Methods: This is a retrospective analysis of 14 patients (18 treated units; 14 lower tract, 4 upper tract) who were treated with GCP from September 2020 to July 2021 with at least 3-month evaluation. Patients received 6 weekly endoluminal 50 cc instillations of sequential 1g Gem (90 minutes) and 5mg Doce (90 minutes) with concomitant intravenous Pembro (200/400mg q3/6weeks respectively). Maintenance treatment was administered every 2-4 weeks until disease progression or unacceptable toxicities. The primary outcome was complete response (CR) at 3 month evaluation, defined as no disease on cystoscopy, bladder/upper tract wash cytology or for-cause biopsies. We also evaluated tolerability and adverse events.
Results: Median follow-up was 6 months. Prior treatments included BCG in 93%, Gem/Doce in 100%, and additional Doce containing regimens in 79% of patients. Considering treated units, 79% presented with positive cytology or biopsy proven CIS, 7% with HG Ta and 14% with HG T1 disease. One patient did not start Pembro due to fatigue. At first evaluation, 12/14 (86%) patients and 16/18 (89%) treated units had CR. In those with at least 6 months of post-treatment evaluation, 7/10 (70%) patients and 9/12 (75%) treated units remained disease-free. Two patients recurred with positive cytology or CIS at 5 and 6 months, respectively. One patient was found to have muscle invasive bladder cancer at 3-months and underwent cystectomy (pTisN2). Three patients developed cystitis requiring dose modification of endoluminal agents and 2 patients stopped Pembro due to hepatitis and arthralgias.
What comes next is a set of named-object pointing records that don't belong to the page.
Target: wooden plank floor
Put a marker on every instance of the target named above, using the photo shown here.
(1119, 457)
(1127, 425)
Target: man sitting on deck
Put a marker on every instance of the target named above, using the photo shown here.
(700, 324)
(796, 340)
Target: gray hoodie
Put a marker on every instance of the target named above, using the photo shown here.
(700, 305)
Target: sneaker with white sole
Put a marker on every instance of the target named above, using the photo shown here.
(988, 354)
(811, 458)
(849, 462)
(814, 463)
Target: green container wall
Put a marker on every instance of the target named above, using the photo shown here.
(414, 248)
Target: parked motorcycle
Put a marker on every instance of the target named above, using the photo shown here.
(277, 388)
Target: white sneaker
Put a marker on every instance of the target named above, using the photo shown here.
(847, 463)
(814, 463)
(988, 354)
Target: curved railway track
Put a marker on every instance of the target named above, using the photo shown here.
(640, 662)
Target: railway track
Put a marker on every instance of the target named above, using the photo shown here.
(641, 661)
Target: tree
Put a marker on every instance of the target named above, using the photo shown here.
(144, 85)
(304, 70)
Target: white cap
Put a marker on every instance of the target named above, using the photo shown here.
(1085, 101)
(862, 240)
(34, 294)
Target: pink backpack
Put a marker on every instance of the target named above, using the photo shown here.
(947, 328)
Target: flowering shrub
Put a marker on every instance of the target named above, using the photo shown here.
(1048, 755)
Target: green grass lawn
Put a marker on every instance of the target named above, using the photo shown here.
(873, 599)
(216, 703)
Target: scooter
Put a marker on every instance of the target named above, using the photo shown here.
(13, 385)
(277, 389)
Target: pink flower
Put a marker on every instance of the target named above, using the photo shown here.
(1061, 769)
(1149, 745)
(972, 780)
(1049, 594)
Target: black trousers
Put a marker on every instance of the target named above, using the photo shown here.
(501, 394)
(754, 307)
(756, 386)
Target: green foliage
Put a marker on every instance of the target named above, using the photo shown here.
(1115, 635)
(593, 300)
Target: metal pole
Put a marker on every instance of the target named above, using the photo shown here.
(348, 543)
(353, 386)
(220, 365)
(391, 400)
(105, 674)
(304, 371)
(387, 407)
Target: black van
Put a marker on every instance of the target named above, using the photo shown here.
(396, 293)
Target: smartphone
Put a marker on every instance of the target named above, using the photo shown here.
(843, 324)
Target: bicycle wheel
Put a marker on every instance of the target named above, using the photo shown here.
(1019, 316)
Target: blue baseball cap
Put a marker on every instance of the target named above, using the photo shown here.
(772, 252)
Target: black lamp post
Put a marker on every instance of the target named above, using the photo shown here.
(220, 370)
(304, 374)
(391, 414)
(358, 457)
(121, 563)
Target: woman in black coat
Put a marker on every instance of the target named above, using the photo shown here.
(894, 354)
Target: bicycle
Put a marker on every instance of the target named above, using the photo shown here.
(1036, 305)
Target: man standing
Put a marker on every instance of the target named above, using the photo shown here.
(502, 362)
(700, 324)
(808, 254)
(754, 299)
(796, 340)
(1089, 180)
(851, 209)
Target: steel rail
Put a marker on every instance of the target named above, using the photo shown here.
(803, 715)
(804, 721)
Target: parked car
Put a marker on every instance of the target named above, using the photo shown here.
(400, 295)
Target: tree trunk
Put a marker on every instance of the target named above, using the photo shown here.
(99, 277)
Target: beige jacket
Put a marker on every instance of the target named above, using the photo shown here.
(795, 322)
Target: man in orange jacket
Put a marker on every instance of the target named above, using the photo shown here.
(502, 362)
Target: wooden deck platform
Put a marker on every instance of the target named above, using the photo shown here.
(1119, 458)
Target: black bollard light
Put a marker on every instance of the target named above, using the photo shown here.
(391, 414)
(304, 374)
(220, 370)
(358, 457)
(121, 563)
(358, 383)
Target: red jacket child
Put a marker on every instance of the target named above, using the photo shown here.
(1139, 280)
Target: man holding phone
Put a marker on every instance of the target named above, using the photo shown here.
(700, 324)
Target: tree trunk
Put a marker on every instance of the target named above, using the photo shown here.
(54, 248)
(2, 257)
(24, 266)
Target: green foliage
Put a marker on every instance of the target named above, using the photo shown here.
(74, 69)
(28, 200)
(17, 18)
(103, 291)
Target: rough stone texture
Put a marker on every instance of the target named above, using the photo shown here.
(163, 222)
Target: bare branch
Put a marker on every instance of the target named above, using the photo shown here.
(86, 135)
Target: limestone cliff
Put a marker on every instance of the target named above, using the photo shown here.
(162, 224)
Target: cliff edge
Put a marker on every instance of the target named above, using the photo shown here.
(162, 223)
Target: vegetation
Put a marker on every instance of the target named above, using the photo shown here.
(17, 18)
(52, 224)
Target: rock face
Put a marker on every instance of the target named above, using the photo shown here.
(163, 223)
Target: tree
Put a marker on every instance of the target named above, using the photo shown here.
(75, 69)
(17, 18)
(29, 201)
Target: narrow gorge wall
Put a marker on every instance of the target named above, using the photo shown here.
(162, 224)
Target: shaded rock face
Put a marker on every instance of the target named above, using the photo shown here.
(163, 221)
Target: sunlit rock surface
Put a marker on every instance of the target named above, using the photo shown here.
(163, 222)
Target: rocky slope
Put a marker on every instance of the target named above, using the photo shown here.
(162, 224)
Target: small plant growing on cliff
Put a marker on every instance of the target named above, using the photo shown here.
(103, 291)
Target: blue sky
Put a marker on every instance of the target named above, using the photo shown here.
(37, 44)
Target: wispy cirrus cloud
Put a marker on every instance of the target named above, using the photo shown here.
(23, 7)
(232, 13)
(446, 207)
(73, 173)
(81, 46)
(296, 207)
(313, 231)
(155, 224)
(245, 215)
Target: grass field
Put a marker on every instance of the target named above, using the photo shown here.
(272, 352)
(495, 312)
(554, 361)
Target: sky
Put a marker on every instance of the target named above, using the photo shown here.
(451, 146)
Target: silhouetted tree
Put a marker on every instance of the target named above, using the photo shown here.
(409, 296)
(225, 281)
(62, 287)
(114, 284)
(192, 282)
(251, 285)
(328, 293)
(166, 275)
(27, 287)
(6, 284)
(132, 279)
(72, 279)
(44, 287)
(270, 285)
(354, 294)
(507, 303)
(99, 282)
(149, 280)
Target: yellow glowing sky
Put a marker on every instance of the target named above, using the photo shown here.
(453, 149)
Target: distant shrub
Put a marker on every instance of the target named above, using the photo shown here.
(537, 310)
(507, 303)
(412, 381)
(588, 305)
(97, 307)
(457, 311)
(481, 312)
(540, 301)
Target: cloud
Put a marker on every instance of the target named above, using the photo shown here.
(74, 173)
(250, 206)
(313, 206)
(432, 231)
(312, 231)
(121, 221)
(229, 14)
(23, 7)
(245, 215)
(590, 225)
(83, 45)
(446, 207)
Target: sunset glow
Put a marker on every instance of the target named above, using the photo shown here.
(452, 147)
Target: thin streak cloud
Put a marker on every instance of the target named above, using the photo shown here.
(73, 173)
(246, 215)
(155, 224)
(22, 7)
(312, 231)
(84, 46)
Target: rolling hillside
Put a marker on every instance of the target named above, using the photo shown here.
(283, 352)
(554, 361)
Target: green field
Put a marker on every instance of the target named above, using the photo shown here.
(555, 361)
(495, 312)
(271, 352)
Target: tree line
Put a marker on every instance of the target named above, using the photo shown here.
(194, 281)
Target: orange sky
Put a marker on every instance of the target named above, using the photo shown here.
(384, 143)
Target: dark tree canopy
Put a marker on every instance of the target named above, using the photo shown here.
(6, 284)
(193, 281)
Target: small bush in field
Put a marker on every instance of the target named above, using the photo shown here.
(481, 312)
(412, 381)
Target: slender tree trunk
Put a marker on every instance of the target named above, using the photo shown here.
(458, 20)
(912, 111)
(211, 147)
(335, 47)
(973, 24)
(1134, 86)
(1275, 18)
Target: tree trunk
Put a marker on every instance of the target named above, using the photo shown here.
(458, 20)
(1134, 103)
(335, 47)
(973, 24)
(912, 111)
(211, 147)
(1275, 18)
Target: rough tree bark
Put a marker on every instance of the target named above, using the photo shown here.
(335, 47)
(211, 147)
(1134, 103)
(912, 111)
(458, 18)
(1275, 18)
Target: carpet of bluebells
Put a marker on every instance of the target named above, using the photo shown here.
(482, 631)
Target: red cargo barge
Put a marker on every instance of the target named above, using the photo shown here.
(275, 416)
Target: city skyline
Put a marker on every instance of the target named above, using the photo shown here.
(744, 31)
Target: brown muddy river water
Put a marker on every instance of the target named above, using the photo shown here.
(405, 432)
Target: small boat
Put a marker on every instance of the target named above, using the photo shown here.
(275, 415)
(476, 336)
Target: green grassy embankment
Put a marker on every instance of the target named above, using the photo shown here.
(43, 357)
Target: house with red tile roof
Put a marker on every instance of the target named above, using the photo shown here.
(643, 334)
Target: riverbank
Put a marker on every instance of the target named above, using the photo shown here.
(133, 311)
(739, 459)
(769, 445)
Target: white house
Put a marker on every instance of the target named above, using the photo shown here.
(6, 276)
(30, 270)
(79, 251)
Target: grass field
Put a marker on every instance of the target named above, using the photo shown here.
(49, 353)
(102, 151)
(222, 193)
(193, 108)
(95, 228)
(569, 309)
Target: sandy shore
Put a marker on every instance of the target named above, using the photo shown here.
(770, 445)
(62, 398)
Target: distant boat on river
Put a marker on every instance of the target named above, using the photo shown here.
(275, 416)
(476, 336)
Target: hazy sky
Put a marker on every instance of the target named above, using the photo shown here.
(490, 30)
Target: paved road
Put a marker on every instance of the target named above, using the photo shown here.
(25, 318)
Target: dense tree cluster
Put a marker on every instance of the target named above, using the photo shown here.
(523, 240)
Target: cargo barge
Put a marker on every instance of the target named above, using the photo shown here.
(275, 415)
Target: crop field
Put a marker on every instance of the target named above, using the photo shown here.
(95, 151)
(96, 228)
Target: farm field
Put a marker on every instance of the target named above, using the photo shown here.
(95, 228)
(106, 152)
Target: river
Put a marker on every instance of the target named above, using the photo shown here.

Conclusions: GCP shows promising early efficacy in heavily pretreated patients with high-risk NMIUC. The ~33% of patients requiring dosing adjustments may reflect determination of optimal dosing. Prospective evaluation of this regimen is underway.
Source of Funding: This work was supported by the John & Carol Walter Family Foundation and the Carver College of Medicine.